The accountants asked the CIO to look at the enterprise software portfolio. The accounts could see the company pays almost nothing for backbone products used many times per day. There are no fees, no checks being written, no visibility into how this software arrives in the enterprise.
A shrewd CIO can negotiate lower prices for services because the service providers aren't paying vast licensing fees for proprietary products. The price of software is approaching absolute zero.
Since there's no money being paid to use FOSS, then, what is the value?
Current State
It appears the consensus is: FOSS is worthless.
The accountants aren't paying for it. They aren't paying anyone to maintain it. It can't go on the balance sheet. It's as free as air.
This leads to: Zero cost = zero value.
By extension from FOSS, all software is worthless. As worthless as an undeveloped tract of forest. As worthless as an unimproved building lot surrounded by parks and playgrounds. As worthless as the river flowing past a factory that emits hazardous runoff.
Because it's worthless, software is off the balance sheet, it's not a thing to consider.
Want to use unproven, hallucination-generating LLM sparkling autocomplete tools to generate software?
The approved accounting short answer is "Go ahead. We don't care." The long answer is that using zero-quality tools to build a zero-value thing is within the realm of a "rational" use of capital.
Remember, the presence of FOSS proves software is never an asset. Throwing money at an LLM is simply an operating expense (and a tax deduction.)
The AI Bubble Can't Burst
The AI bubble can't burst until we can demonstrate software has an intrinsic value. Until we show that software has value, the AI bubble can only leak and sag.

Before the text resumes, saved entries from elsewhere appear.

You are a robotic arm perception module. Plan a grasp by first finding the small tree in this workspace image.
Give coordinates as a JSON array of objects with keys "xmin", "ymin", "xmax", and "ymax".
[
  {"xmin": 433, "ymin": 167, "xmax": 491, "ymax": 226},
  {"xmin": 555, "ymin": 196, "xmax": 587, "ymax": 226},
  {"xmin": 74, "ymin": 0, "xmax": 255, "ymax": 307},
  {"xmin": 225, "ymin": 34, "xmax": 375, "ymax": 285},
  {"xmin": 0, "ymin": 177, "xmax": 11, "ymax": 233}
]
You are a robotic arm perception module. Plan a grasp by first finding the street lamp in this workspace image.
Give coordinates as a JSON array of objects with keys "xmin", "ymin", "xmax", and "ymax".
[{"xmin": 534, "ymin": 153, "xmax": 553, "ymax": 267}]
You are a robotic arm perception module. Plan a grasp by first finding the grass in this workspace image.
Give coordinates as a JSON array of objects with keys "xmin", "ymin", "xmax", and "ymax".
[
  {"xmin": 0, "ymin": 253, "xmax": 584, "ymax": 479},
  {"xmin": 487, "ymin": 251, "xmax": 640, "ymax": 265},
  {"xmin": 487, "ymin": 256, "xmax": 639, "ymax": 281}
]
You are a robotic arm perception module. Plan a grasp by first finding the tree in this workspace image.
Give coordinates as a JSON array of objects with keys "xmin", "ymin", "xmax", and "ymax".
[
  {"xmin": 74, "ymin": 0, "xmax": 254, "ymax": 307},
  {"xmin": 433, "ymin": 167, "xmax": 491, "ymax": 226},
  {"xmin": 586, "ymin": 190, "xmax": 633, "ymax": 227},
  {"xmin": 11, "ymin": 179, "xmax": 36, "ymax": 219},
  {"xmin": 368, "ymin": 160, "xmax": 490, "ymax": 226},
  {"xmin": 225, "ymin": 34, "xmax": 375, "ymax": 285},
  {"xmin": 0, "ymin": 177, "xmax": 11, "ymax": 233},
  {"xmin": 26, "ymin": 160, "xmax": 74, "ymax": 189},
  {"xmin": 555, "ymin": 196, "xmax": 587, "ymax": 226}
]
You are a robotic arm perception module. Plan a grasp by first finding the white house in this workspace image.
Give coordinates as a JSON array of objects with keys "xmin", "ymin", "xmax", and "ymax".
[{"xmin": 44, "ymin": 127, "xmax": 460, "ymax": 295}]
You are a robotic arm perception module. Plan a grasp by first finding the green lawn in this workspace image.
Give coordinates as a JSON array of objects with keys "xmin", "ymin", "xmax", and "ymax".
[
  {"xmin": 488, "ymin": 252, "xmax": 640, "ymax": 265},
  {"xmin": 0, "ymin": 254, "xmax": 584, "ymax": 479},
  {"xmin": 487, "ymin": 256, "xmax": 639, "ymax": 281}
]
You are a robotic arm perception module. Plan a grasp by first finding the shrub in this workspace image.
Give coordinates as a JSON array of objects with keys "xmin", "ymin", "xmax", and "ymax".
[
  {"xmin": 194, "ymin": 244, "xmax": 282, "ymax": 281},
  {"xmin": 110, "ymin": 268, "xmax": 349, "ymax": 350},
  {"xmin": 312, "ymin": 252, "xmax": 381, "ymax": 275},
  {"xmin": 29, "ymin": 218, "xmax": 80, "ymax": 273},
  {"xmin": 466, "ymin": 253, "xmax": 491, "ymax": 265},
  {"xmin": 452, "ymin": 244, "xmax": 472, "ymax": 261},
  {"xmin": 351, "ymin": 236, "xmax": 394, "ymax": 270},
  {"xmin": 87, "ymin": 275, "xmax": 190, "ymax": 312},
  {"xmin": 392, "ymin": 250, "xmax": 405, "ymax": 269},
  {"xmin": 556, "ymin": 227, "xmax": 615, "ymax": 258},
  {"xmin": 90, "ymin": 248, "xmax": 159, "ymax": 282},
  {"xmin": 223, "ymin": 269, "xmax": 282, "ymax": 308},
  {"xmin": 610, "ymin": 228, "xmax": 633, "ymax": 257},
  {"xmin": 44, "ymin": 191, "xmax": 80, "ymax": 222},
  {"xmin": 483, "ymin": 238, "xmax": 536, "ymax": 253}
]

This can't happen until a number of companies with a specific profile fail spectacularly. More than one company that layed off skilled staff to use LLM tools has to fail. And the (billionaire-owned) media outlets have to report -- emphatically -- on how these companies fell behind in the technology race because LLM code isn't good and doesn't keep up with people. Further, the (billionaire-owned) media outlets must also perform some rudimentary analysis of the failed company's software to show that software has an intrinsic value. (I'm not optimistic.)
It will take a lot of work to convince people that software captures business knowledge in a form that is so clear that a silicon chip can make sense of it.
I'll try to help.
An LLM takes knowledge (in the form of a prompt) and dilutes with rubbish additional text or code generated from unknown sources.
Important
Software Captures Knowledge
Software does have intrinsic value as a form of knowledge capture.
An LLM can only dilute the knowledge.
An LLM's summary of software means details are elided. LLM's hallucinate. The missing details have replaced with nonsense from a large training set that includes the Bee Movie.